For a while now I’ve been hitting the capacity limit of the single server in my home lab. This is the nature of running a lot of VMware’s more recent products on it. The plan had been to get another server, shared storage and a larger switch. This week I was able to bring it all together. There were some problems.
What I already had
The original setup I had included the following items:
- 1 Dell R710 with a Samsung 970 Evo Plus M.2 SSD (in a M.2 to PCIe adapter), a 128GB SATA SDD and a 1TB SATA SSD
- 1 5-port Gigabit switch
- 1 5-outlet power board
The Second Server
For the second server, I tried to get something that was as close to my current one as possible. This meant another Dell R710 with a similar model of CPU and about 128GB of RAM. Fortunately I was able to easily find one for sale on ebay. It came with 4 x 300GB SAS drives. I ended up moving 2 of these to the original server and creating a RAID 1 on each server.

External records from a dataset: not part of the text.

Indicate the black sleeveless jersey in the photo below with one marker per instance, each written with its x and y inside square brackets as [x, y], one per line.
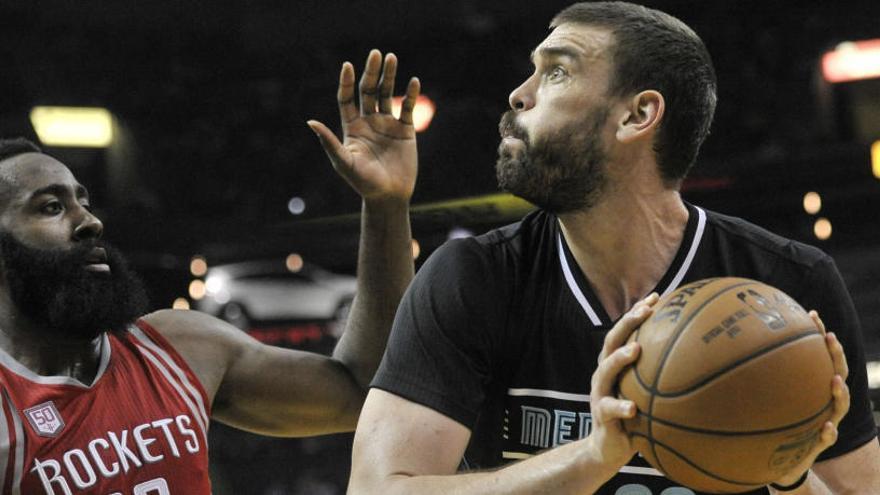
[501, 332]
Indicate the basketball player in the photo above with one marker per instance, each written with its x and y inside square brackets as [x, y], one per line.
[96, 400]
[493, 354]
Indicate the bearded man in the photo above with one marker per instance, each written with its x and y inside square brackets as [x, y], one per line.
[99, 399]
[493, 356]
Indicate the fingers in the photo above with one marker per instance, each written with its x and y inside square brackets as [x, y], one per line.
[609, 409]
[818, 321]
[409, 103]
[386, 83]
[840, 395]
[334, 149]
[621, 331]
[605, 376]
[838, 358]
[345, 95]
[369, 82]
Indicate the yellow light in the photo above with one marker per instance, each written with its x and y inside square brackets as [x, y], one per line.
[86, 127]
[822, 229]
[293, 262]
[875, 159]
[417, 249]
[423, 112]
[180, 303]
[852, 61]
[198, 266]
[812, 202]
[196, 289]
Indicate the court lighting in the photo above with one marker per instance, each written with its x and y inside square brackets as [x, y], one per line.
[812, 202]
[180, 303]
[198, 266]
[822, 229]
[423, 112]
[197, 289]
[875, 159]
[296, 205]
[294, 262]
[874, 374]
[79, 127]
[416, 249]
[852, 61]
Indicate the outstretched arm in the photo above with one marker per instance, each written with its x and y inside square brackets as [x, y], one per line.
[377, 156]
[284, 392]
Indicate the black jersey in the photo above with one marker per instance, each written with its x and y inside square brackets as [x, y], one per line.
[502, 332]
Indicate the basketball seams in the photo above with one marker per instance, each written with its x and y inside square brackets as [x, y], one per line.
[752, 485]
[668, 350]
[724, 433]
[735, 364]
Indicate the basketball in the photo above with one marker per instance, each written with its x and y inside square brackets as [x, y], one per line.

The primary concern for the storage was capacity and some level of redundancy over rare performance. Both the original server and my PC have SSD storage, which is limited in capacity. My old home lab had a Synology 8-bay NAS but I could never get the iSCSI feature working. I decided on a Synology DS918+ which is a 4 bay NAS. Historically I’ve used Western Digital for hard drives but recently there’s been a bit of bad press about them. Instead I went for Seagate’s Ironwolf in a 4TB capacity.
It was with these drives that I ran into my first problem with this setup. One of the drives was dead out of the box. Trying to source a replacement turned into a bit of a drama but I was able to get one and get the NAS up and running. Another task I did was take the Samsung 970 Evo Plus that had been in the first server and put it in the Synology as a SSD cache. Hopefully this will help with performance.
I had previously been running an 8-port Gigabit switch in my home lab. I wanted to be able to populate all the network interfaces on all the devices, which meant getting a larger switch. This again caused a bit of drama. However I was able to get one and get all the ports hooked up.
Originally I had been using a basic 5 output power board to run the home lab. It meant that only one power supply for the servers was connected. My desired intent was to get something with more outlets and surge protection. I managed to get a 10 outlet board to do this.
Thoughts on the home lab procurement process
A couple of issues that happened when getting all these pieces left a bad taste in my mouth. I made the order for the NAS and hard drives on Monday morning at a store in the same metro area as me, yet it took until Friday to arrive. This was after paying for “express shipping”. Part of this delay was potentially caused by the fact that my order sat in a “processing” state for at least a full 24 hours.
At the point I found out I had a dead hard disk, I still needed to get a switch, so I figured I would order the switch and another hard disk. This time I would collect it in person. This time it took 15 hours to clear. As a counterpoint, the same day I did an online order with another store. The time from order confirmation to pickup confirmation was under an hour. So I think it’s obvious who I’ll be using next time.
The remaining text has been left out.